TRIBUNNEWS.COM – Pakar kesehatan kembali menyuarakan keprihatinan atas praktik pengangkutan liter air minum kemasan (BWW) menggunakan truk terbuka, sehingga membuat mereka terkena panas sinar matahari.
Kejadian ini membuat liter air minum yang dikonsumsi masyarakat berisiko terkontaminasi Bisphenol-A (BPA), bahan kimia berbahaya yang berpindah dari kemasan liter polikarbonat ke air minum kemasan.
Pakar kesehatan, Dr. I Made Oka Negara, Fakultas Kedokteran Universitas Udayana, mengatakan kemasan galon ini kemungkinan besar akan bermasalah dalam pendistribusiannya karena awalnya liter kosong kemudian diisi atau diisi dan dikirim ke distributor. .
“Saya melakukan penelitian dan beberapa data menunjukkan bahwa meskipun liter tersebut tidak terkena panas, namun bisa saja terkena panas selama pendistribusian karena ditempatkan di truk terbuka,” kata Dr. Oka menghadiri seminar “Bebas BPA: Perilaku Sehat, Reproduksi Sehat, Keluarga Sejahtera” yang diadakan di Hotel Amarosa Cosmo, Jakarta (9 Mei 2024).

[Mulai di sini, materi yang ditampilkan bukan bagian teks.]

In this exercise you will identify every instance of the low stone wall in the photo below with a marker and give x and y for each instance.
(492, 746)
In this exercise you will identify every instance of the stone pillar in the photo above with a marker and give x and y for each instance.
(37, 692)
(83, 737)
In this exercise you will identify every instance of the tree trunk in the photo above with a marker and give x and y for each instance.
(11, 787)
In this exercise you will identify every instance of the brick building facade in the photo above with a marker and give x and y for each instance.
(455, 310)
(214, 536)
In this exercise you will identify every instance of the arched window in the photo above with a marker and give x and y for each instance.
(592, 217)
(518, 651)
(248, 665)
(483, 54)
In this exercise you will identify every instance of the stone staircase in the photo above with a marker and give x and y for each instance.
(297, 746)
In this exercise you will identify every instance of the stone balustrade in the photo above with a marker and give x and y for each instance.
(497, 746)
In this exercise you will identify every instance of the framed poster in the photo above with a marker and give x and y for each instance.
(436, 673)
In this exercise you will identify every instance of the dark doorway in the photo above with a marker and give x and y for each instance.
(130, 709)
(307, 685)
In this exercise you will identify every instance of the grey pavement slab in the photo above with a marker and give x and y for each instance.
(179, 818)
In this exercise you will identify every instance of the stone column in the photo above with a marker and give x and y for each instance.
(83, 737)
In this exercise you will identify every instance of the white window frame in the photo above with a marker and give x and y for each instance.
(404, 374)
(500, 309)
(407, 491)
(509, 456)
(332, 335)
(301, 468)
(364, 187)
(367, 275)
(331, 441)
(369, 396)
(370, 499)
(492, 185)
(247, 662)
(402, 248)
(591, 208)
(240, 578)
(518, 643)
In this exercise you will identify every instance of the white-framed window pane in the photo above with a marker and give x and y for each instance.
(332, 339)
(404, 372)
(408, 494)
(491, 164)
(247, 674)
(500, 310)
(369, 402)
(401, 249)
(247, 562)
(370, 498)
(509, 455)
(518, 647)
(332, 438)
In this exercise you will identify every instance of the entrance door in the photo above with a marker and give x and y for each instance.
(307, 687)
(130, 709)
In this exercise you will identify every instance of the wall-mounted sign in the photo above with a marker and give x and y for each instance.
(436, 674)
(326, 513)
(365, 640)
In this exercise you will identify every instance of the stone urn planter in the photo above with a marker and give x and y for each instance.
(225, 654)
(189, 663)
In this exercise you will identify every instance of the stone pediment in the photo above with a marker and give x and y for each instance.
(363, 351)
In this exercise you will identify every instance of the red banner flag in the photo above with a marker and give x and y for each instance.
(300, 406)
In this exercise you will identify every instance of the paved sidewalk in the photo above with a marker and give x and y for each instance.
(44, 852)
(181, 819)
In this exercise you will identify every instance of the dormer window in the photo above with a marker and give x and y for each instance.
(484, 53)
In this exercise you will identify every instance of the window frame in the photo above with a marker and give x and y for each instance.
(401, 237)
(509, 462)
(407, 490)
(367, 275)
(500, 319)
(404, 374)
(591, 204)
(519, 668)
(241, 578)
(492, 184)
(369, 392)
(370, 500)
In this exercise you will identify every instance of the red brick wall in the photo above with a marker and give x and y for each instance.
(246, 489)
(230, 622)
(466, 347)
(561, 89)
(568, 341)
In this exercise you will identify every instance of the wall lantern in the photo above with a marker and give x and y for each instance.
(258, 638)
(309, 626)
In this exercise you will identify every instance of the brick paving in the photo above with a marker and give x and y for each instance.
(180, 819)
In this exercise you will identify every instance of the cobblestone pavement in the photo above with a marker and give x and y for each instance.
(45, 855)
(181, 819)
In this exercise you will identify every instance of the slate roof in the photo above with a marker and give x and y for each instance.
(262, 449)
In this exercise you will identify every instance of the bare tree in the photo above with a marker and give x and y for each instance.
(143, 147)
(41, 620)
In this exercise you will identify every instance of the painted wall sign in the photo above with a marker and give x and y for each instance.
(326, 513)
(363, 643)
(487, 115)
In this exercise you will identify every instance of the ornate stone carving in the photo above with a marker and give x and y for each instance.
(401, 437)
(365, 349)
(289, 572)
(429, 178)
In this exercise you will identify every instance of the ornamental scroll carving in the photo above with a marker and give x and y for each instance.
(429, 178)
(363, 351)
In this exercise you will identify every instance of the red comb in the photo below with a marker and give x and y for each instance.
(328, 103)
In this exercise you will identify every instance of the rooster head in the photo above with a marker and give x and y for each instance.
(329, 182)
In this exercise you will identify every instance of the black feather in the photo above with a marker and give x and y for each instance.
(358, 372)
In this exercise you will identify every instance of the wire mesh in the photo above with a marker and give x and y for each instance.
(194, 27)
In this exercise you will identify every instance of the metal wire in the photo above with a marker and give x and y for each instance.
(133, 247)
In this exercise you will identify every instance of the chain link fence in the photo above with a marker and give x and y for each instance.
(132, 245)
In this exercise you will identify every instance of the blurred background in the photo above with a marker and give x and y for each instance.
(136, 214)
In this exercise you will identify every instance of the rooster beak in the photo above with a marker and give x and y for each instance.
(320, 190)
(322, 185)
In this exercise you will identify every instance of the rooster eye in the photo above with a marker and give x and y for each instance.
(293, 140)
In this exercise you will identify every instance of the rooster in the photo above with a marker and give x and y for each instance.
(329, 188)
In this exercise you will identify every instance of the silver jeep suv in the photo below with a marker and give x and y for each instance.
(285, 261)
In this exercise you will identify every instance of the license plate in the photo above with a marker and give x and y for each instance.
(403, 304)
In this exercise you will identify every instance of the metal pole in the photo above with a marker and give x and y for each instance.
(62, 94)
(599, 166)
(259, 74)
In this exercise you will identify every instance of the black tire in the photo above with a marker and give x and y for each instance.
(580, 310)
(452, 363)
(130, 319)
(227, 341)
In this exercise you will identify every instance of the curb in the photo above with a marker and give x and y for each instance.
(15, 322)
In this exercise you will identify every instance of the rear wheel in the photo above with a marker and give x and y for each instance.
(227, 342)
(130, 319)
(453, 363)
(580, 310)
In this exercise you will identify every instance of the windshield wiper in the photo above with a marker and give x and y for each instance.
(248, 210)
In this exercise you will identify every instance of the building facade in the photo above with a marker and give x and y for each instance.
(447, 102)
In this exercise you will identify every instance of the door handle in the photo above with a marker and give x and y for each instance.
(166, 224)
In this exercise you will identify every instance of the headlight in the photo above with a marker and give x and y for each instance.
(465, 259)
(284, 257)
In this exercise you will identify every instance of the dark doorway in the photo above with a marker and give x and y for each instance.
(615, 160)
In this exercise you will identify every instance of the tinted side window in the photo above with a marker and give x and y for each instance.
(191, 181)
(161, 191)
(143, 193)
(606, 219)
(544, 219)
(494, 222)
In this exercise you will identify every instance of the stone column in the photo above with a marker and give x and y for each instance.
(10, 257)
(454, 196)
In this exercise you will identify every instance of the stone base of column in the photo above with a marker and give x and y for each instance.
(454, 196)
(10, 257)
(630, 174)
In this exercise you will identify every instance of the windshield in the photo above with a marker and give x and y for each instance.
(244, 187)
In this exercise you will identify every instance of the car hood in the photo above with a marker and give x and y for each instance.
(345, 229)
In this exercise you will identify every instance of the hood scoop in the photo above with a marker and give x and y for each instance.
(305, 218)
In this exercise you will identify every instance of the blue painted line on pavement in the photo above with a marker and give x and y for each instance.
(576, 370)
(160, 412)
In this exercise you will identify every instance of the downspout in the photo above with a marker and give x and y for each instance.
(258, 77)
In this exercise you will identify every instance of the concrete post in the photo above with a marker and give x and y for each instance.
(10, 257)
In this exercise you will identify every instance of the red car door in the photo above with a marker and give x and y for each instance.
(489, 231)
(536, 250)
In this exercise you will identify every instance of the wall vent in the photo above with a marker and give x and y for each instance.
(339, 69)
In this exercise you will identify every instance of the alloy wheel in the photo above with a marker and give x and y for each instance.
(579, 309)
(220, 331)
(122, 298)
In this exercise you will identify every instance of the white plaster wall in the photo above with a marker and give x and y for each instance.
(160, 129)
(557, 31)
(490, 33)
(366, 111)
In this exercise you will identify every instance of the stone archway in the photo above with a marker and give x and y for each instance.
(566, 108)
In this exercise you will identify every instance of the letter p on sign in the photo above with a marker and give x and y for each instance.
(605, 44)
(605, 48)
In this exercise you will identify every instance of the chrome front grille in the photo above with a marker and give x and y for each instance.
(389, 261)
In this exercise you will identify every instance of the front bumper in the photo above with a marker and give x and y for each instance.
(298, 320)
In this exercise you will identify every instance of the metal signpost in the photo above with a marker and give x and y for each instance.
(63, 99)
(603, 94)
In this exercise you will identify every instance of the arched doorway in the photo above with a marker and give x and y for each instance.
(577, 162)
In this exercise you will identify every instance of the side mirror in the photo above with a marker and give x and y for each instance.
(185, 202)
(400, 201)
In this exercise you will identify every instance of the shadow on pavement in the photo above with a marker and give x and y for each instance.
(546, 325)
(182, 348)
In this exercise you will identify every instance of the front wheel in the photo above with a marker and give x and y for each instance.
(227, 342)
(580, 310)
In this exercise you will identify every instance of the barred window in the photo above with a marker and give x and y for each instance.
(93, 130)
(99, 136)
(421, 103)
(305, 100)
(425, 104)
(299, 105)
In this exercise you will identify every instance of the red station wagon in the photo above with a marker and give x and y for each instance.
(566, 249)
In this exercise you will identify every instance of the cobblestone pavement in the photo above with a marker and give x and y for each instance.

“Jadi kalau terkena panas atau terkena sinar ultraviolet (UV), BPA akan terlepas. “Jadi saran saya, kalau bisa truk pengangkut mempunyai atap agar BPA tidak aktif dan jatuh,” kata Dr. Besar
Dalam konteks BPA komposit, dr. Ya, beberapa penelitian besar menunjukkan bahwa BPA menimbulkan risiko kumulatif terhadap kesehatan fisik.
Asupan BPA secara terus-menerus dapat menyebabkan sejumlah gangguan, seperti disfungsi estrogen, dan pria dapat mengalami mikropenis, yang berpotensi menyebabkan masalah infertilitas. Sebaliknya, bagi wanita, debut seksual mereka terjadi lebih awal dan payudara serta panggul mereka berkembang lebih awal. “Cenderung semakin besar,” jelasnya.
Kontaminasi BPA pada AMDK galon polikarbonat diketahui telah dibuktikan melalui penyelidikan lapangan oleh Badan Pengawas Obat dan Makanan (BPOM). Penelitian menemukan tingkat kontaminasi BPA yang mengkhawatirkan pada botol air liter polikarbonat di enam wilayah di Indonesia.
BPOM menemukan kadar BPA melebihi ambang batas yaitu. 0,9 bagian per juta (ppm) per liter air AMDK, terlampaui pada periode 2021-2022. Padahal ambang batas yang ditentukan adalah 0,6 ppm per liter. Enam wilayah yang diduga terkontaminasi paparan BPA liter AMDK adalah Medan, Bandung, Jakarta, Manado, Banda Aceh, dan Aceh Tenggara.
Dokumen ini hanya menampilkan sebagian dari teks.